# Bvi check out??



## Hansdonkersloot (Dec 20, 2011)

Even though it wasn't an issue with sunsail, i just found out I may need to do a check out with horizon yachts in the bvi where I just booked my trip. Have Asa certification 103 and about 5 days of skippering experience most of it recent. Aside of needing to do some anchoring practice and mooring practice, anybody know what I am in for?


----------



## jackdale (Dec 1, 2008)

Hansdonkersloot said:


> Even though it wasn't an issue with sunsail, i just found out I may need to do a check out with horizon yachts in the bvi where I just booked my trip. Have Asa certification 103 and about 5 days of skippering experience most of it recent. Aside of needing to do some anchoring practice and mooring practice, anybody know what I am in for?


I assume the gallery / head and other systems operation will be covered in the at dock orientation.

They may checking reefing, docking, basic sailing, perhaps some navigation (BVIs is about the easiest place on earth to navigate)


----------



## Warren460 (Mar 2, 2011)

Horizon will do a boat system checkout. Review of boat and inventory. They will also do a chart checkout.


----------



## FarCry (Apr 21, 2007)

Hansdonkersloot said:


> Even though it wasn't an issue with sunsail, i just found out I may need to do a check out with horizon yachts in the bvi where I just booked my trip. Have Asa certification 103 and about 5 days of skippering experience most of it recent. Aside of needing to do some anchoring practice and mooring practice, anybody know what I am in for?


It shouldn't be an issue to concern yourself with if you are a competent skipper, no matter what skill they ask you to demonstrate. On the other hand, if you are worried about what Horizon may ask you to do, that should be a red flag to yourself that perhaps you are not really where you need to be yet regarding your skill set. Look at things from the charter company's and the boat owner's perspective. They want charter guests that are able to handle the vessel safely at all times. What everyone is trying to avoid, is this video "Ode to the Credit Card Captains" - YouTube which documents what happens when people do NOT have the skills to be in command of a charter vessel are still turned loose.

Do not be afraid, embarassed or ashamed to request a skipper from Horizon for a day or two at the beginning. It may prove to be a very wise investment of less than $200.
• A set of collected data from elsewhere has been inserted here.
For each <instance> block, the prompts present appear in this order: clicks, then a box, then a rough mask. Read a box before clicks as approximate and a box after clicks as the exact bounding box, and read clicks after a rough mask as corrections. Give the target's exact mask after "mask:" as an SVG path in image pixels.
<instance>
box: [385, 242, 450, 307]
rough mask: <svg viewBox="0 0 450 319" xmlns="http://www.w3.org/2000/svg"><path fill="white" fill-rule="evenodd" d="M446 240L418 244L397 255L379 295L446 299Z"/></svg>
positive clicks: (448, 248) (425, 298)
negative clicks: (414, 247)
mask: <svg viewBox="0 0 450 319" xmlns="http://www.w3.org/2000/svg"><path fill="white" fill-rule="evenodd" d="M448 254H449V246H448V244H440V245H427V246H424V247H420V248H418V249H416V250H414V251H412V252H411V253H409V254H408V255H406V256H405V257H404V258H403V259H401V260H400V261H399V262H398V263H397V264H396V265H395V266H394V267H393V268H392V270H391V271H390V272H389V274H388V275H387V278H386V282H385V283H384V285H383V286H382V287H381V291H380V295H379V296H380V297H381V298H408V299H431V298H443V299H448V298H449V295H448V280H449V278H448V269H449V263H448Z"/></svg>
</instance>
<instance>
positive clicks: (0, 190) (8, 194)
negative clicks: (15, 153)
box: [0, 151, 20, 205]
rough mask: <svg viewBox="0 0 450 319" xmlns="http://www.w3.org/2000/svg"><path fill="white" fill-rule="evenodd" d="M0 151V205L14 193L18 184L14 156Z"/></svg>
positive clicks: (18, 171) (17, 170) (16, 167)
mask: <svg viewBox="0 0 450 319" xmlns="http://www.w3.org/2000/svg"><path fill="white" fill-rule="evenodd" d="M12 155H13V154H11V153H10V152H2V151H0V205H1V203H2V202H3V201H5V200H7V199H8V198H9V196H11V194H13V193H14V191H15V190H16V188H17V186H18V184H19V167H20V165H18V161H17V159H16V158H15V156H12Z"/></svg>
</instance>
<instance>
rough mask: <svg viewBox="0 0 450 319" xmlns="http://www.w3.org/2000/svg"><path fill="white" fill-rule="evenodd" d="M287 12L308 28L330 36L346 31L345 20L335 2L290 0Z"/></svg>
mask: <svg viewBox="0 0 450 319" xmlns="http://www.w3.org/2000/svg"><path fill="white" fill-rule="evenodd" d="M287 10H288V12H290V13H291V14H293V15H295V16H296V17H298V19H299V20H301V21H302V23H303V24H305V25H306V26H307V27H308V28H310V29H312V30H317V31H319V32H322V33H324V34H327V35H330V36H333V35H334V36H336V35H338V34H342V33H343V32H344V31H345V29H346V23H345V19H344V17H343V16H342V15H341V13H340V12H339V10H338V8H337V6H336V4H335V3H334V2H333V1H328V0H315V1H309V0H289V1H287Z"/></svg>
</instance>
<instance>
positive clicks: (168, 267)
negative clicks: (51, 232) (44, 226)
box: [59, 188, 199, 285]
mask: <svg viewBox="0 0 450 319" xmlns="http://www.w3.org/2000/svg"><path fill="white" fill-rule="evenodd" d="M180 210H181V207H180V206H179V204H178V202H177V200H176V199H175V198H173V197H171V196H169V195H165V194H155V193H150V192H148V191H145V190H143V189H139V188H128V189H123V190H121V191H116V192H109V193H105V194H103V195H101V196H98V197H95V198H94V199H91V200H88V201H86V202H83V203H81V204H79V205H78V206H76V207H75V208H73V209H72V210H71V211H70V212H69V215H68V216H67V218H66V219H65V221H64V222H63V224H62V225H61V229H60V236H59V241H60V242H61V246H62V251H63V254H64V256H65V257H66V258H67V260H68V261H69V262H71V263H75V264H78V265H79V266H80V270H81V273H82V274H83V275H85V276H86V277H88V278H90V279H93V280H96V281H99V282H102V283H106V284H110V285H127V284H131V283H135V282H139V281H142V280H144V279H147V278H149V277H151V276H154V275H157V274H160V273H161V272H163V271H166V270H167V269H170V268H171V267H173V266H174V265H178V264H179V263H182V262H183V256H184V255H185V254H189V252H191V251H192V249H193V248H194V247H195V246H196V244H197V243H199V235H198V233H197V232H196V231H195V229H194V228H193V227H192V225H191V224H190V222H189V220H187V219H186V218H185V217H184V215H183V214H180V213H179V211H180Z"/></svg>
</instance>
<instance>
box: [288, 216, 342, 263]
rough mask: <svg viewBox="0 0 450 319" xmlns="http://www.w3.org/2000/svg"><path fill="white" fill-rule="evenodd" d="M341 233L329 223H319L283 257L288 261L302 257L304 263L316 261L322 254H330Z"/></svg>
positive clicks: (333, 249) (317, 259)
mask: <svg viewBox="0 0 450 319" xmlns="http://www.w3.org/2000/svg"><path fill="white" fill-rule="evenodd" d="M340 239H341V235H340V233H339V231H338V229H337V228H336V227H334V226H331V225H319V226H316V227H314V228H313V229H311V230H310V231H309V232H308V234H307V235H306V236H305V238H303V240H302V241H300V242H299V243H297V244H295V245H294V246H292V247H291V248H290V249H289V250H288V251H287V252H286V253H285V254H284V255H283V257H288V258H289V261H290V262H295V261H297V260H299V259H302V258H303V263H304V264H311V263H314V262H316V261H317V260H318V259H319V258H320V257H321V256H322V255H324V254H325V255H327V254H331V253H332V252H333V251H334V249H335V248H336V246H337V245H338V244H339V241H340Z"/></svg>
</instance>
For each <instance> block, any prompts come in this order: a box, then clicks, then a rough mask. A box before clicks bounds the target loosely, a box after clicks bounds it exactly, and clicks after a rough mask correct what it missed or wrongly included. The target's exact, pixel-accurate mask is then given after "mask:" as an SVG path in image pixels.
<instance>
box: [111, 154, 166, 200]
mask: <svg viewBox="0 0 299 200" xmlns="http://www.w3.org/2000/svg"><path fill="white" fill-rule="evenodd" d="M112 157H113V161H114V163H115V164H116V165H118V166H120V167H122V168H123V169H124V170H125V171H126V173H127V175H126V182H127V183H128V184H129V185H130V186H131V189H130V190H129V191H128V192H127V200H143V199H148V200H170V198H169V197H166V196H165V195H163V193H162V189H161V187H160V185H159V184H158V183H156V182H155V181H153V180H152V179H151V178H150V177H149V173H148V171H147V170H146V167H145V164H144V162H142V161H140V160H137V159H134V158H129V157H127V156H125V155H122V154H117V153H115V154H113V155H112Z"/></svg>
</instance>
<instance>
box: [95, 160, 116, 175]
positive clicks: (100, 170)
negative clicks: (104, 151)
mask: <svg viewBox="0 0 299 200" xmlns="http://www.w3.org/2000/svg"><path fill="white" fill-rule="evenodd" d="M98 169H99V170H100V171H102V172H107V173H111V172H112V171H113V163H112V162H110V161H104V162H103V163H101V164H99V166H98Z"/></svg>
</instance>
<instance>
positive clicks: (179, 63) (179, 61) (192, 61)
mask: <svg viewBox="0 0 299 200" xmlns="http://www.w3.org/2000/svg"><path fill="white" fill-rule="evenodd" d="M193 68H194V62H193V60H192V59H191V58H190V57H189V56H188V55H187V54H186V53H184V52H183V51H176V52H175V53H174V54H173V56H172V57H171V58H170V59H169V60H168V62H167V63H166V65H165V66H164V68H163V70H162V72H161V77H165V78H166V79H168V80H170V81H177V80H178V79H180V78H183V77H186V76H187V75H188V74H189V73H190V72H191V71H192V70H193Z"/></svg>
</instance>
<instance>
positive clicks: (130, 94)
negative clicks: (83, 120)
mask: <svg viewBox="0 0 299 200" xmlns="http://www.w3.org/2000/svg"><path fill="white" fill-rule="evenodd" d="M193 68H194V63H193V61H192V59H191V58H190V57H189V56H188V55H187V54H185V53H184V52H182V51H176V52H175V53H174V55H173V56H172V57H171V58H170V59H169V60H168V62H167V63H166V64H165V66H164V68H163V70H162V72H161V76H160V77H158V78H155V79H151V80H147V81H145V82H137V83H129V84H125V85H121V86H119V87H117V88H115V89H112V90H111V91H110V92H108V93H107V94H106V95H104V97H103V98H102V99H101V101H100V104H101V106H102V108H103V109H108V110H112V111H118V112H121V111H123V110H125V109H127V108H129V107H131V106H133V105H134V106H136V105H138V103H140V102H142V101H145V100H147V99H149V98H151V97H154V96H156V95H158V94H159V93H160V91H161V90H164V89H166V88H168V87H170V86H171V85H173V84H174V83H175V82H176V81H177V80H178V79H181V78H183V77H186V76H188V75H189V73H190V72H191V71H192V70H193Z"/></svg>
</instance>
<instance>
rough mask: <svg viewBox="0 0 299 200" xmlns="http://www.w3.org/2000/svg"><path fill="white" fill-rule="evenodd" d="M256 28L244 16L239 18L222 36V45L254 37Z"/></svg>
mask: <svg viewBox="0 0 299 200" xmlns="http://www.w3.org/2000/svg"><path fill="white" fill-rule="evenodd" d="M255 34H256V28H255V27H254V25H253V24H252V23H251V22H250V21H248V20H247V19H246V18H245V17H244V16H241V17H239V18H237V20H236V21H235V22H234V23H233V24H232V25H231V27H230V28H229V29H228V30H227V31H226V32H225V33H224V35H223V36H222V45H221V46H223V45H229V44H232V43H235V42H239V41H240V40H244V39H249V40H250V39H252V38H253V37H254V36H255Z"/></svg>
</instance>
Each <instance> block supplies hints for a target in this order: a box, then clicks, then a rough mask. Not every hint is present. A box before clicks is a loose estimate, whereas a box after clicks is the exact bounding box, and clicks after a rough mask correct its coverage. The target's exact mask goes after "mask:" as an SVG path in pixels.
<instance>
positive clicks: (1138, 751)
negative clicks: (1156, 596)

Above all, enjoy your trip and be safe.


----------



## Hansdonkersloot (Dec 20, 2011)

Thanks all. All good points. I am checked out on a lot of boats here in sf bay with my club so I feel very ready. It's just that there are certain things we don't do such as picking up moorings, using dinghys etc. We do pick up a lot of lost hats though. So I just want to brush up on the skills I don't use as much as I tend to get rusty.


----------